The two presidents were expected to discuss trade, security and investment, including on a massive project to rehabilitate a railway line that transports minerals from inland countries to the Angolan port of Lobito for export.
The government of the oil-rich country has declared Tuesday and Wednesday public holidays and deployed heavy security across the capital of around 9.5 million people.
It is the first time a US president has visited the former Portuguese colony and Biden’s only visit to Africa since he took office in 2021 apart from his attendance at a COP27 meeting in Egypt in 2022.
Biden, who hands over to Donald Trump on January 20, was due to deliver remarks later Tuesday at the National Slavery Museum, which exhibits hundreds of items used in the transatlantic trade of slaves from Africa to the Americas for centuries until the early 1800s.
Angola was by the 19th century the largest source of slaves for the Americas, according to the Office of the Historian, a US State Department-affiliated website.

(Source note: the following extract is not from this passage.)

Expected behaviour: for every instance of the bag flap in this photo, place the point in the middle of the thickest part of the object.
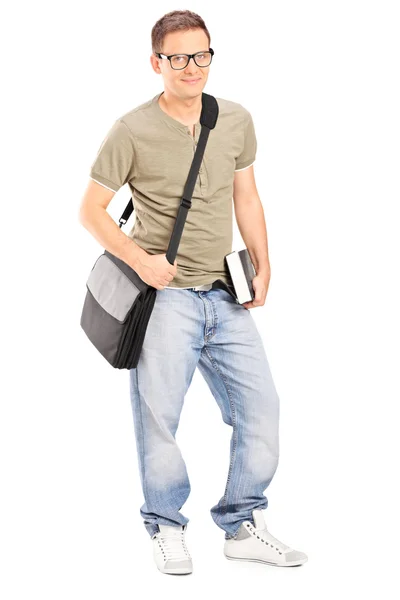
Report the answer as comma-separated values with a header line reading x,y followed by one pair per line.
x,y
111,288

Biden would acknowledge "the horrific history of slavery that has connected our two nations, but also looks forward to a future predicated on a shared vision that benefits both our peoples," national security communications advisor John Kirby told reporters ahead of the trip.
The United States has pledged a grant of $229,000 to support the restoration and conservation of the museum, once the estate of a slave trader, a statement said.
After arriving in the Portuguese-speaking country late Monday, Biden briefly met Wanda Tucker, a descendent of the first enslaved child born in the United States whose parents were brought to colonial Virginia from Angola in 1619 aboard a Portuguese ship.
- Mineral exports -
On Wednesday, the outgoing Democrat president is to travel to Lobito, about 500 kilometres (310 miles) south of Luanda, for a summit on infrastructure investment also attended by leaders from Angola, the Democratic Republic of Congo (DRC), Tanzania and Zambia.
The port is at the heart of the Lobito Corridor project that has received loans from the United States, the European Union and others to rehabilitate a railway connecting mineral-rich DRC and Zambia with Lobito.
It is "a real game changer for US engagement in Africa", said Kirby.
"It's our fervent hope that as the new team comes in and takes a look at this, that they see the value too, that they see how it will help drive a more secure, more prosperous, more economically stable continent."
The Lobito project is a piece in the geopolitical battle between the United States and its allies, and China, which owns mines in the DRC and Zambia among an array of investments in the region.
A similar railway project involving Chinese investment is aimed at ferrying minerals out via a Tanzanian port on the Indian Ocean.
A senior US official told journalists ahead of Biden's trip that African governments are seeking an alternative to Chinese investment, especially when it results in "living under crushing debt for generations to come".
Angola owes China $17 billion, about 40 percent of the nation's total debt.
- Police accused of abuse -
Human rights organisations have urged Biden to raise Angola's rights record.
Amnesty International said last month that Angolan police had killed at least 17 protesters between November 2020 and June 2023.
It asked Biden to demand that Angola "release five government critics arbitrarily detained for more than a year".
"Biden should stand with the Angolan people and seek a public commitment by Angola’s president to investigate rights violations by the security forces and appropriately hold those responsible to account," Human Rights Watch said.